No Ibanez seven. Not happy.
A problem with Ibanez is that they use cheap woods and are usually very slimmed down - a bigger guitar, like one of the ESP/LTD Les Paul-style guitars or a Schecter, preferably made of mahogany, will sound thicker and respond better in just about any situation. Ibanez guitars are also very overpriced, and very few come with pickups that are made well. Schecters come with EMGs or Seymour Duncans, ESPs come with EMGs... hell, the stock pickups in the Deans and a new BC Rich I've played slay a good number of the aftermarket pickups out there, so you're just going to get those guitars sounding better.

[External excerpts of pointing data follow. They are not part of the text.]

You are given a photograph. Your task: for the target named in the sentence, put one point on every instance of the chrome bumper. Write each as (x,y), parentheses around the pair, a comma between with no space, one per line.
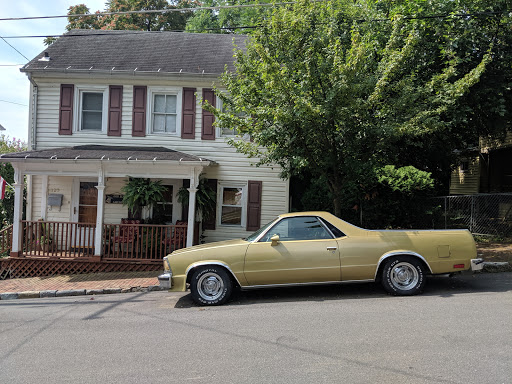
(165,280)
(477,264)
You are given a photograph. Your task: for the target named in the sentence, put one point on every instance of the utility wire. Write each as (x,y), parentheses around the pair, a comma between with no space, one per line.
(6,42)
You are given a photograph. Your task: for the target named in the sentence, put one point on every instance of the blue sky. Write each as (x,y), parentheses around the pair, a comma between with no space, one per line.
(14,85)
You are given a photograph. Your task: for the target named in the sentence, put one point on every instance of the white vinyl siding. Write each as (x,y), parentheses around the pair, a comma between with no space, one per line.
(230,167)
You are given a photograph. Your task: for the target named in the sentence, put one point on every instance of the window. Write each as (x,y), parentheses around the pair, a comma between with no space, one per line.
(298,228)
(232,205)
(165,116)
(162,212)
(92,109)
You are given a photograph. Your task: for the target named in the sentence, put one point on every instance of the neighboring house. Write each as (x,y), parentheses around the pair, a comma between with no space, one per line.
(489,170)
(106,105)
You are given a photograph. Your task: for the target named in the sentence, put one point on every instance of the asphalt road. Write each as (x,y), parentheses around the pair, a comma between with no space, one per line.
(458,331)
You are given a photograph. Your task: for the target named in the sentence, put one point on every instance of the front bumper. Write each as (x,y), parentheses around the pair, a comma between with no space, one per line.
(477,264)
(165,280)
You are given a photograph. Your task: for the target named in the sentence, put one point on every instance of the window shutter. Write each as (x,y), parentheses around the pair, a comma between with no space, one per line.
(188,118)
(207,128)
(139,111)
(210,223)
(66,109)
(115,103)
(254,205)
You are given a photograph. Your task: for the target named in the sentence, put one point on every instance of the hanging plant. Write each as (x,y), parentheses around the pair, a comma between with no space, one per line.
(140,193)
(206,198)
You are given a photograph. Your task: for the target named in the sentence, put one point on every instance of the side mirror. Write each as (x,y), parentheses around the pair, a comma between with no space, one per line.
(275,240)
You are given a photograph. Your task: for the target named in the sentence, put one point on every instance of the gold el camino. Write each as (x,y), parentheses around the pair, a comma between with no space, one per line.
(317,247)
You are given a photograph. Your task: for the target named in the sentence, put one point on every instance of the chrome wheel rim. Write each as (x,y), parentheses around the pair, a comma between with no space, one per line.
(404,276)
(210,286)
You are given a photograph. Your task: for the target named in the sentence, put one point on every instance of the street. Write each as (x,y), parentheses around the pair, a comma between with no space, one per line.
(458,331)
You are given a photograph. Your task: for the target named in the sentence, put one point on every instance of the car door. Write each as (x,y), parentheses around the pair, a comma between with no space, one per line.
(306,252)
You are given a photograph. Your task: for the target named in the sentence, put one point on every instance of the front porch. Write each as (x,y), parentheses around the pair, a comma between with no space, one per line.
(93,237)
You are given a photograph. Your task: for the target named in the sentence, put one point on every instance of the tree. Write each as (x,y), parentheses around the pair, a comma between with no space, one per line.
(227,20)
(344,88)
(144,22)
(8,145)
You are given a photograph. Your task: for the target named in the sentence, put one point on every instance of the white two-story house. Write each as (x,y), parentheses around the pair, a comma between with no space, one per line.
(109,105)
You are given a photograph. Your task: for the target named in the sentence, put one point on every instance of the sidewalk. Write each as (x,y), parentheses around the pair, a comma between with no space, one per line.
(74,285)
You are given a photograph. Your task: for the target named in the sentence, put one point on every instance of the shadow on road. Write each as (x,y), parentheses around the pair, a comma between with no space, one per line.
(441,286)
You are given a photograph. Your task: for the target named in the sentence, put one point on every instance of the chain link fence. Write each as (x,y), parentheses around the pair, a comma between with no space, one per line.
(485,214)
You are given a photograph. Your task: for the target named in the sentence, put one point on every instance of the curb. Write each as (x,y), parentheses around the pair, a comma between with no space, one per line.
(75,292)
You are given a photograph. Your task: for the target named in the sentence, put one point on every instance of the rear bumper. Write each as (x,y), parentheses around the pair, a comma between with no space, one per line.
(477,264)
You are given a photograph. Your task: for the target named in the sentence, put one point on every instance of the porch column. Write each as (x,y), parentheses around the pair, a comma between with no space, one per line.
(100,209)
(17,229)
(191,215)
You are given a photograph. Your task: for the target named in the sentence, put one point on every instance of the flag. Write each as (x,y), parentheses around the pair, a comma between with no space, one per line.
(3,183)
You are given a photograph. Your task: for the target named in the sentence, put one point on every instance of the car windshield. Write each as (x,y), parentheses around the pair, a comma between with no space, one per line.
(255,235)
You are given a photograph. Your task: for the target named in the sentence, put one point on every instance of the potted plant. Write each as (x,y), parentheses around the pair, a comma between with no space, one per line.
(140,193)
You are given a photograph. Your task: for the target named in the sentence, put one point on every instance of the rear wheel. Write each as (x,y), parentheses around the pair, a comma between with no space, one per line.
(403,275)
(211,285)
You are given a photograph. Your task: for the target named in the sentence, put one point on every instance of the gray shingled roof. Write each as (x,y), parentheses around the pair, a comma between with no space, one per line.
(167,52)
(103,152)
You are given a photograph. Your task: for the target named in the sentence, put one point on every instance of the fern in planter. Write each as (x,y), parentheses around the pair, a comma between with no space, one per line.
(206,199)
(140,193)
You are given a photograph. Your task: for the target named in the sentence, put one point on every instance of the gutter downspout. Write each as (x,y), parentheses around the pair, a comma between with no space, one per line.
(33,124)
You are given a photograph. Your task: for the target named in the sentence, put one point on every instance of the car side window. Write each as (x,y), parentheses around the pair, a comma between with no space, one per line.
(298,228)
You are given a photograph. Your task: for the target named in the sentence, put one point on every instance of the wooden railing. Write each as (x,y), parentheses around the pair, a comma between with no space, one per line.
(142,241)
(58,239)
(5,240)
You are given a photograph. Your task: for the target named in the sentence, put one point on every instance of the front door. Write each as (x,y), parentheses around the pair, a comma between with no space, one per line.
(306,253)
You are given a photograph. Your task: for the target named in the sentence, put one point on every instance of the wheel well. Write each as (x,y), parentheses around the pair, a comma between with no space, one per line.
(228,271)
(378,275)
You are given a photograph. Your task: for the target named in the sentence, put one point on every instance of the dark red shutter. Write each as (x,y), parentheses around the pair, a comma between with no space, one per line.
(188,119)
(254,205)
(115,102)
(67,92)
(139,111)
(207,128)
(210,223)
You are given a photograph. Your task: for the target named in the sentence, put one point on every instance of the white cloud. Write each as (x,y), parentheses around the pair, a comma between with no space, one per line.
(14,85)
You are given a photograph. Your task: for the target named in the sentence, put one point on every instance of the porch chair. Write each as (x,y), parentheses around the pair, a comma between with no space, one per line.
(128,234)
(177,238)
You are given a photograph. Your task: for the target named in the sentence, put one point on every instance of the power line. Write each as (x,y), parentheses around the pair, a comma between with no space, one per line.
(14,48)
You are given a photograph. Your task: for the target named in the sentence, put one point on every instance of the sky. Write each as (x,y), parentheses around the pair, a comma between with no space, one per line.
(14,85)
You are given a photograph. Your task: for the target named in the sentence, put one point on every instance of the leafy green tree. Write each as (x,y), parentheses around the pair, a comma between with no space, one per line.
(343,88)
(144,22)
(8,145)
(228,20)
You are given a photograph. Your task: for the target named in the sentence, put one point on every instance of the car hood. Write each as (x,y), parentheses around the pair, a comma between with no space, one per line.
(215,245)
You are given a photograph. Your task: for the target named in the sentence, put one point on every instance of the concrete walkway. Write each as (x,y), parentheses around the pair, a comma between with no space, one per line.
(73,285)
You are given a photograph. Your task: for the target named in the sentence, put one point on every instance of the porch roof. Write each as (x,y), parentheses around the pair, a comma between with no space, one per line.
(106,153)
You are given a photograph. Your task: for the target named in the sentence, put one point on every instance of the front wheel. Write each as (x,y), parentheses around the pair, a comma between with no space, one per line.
(404,276)
(211,285)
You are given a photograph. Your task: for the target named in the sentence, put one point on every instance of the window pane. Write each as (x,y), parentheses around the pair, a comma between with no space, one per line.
(232,196)
(160,103)
(159,123)
(231,215)
(170,123)
(92,101)
(91,121)
(170,104)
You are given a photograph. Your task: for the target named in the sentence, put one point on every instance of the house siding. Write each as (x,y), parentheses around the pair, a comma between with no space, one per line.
(466,182)
(231,166)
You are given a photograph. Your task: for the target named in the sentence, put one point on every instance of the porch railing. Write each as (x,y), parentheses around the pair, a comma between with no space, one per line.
(140,242)
(5,240)
(58,239)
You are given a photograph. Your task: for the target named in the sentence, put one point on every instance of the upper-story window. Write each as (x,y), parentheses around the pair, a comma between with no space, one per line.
(92,109)
(165,107)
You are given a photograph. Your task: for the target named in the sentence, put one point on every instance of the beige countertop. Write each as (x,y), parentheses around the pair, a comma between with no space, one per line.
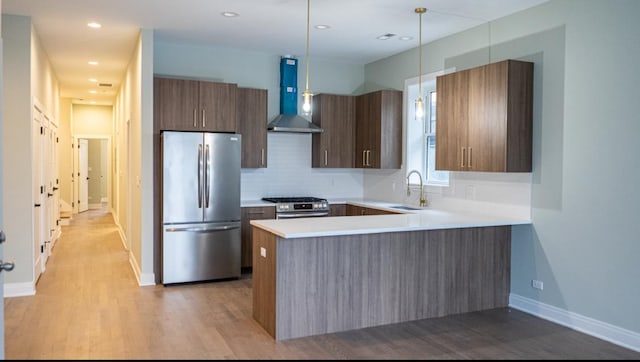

That aside, guitars are going to feel different around the 12th fret or so - your string is cut down to half its 'open' length and less, so it's just going to behave differently. Your guitar also has to compensate for the slightly elliptic vibration of the string - this is one of the reasons why necks are bowed and not completely straight - by leaving the string with a little more room to 'play' around there - but in all fairness it may be set up wrong, so check out projectguitar.com to see how to set up a guitar well. Any way you cut it, though, different parts of the neck will play differently, and while you can set it up in ways you like to an extent you're never going to get identical everything all up and down the neck.
As far as playing with fluidity, if your guitar is not falling apart you have no excuse for blaming your equipment - I willingly set my action high and use thick strings for the sound alone, and I still have enough fluidity to play just about anything I need. It comes down to practice - you could stick a pair of dimes under my Dean's high E at the 24th fret and not budge the string, if even touch it, and I learned the solo to Under A Glass Moon on that same axe. If you were playing a Wal-Mart guitar with frets popping out and the neck turning into a rollercoaster track, you might earn some sympathy, but fluidity does not need come from low action any more than pick attack should come from having a gold-plated bridge - it's how you play. Get lessons and learn to use a metronome, and you'll build up speed on any guitar - get a guitar with a really low action and a flat fretboard and you'll be able to play differently on that guitar, but the minute you touch another axe you've lost it. Hell, if you get shredding on a guitar that doesn't play well, you won't get any worse on an expensive guitar that's tricked out to fuck and back - but it's just as easy to play horribly on a custom-shop Jackson as it is to play horribly on a Squier Bullet.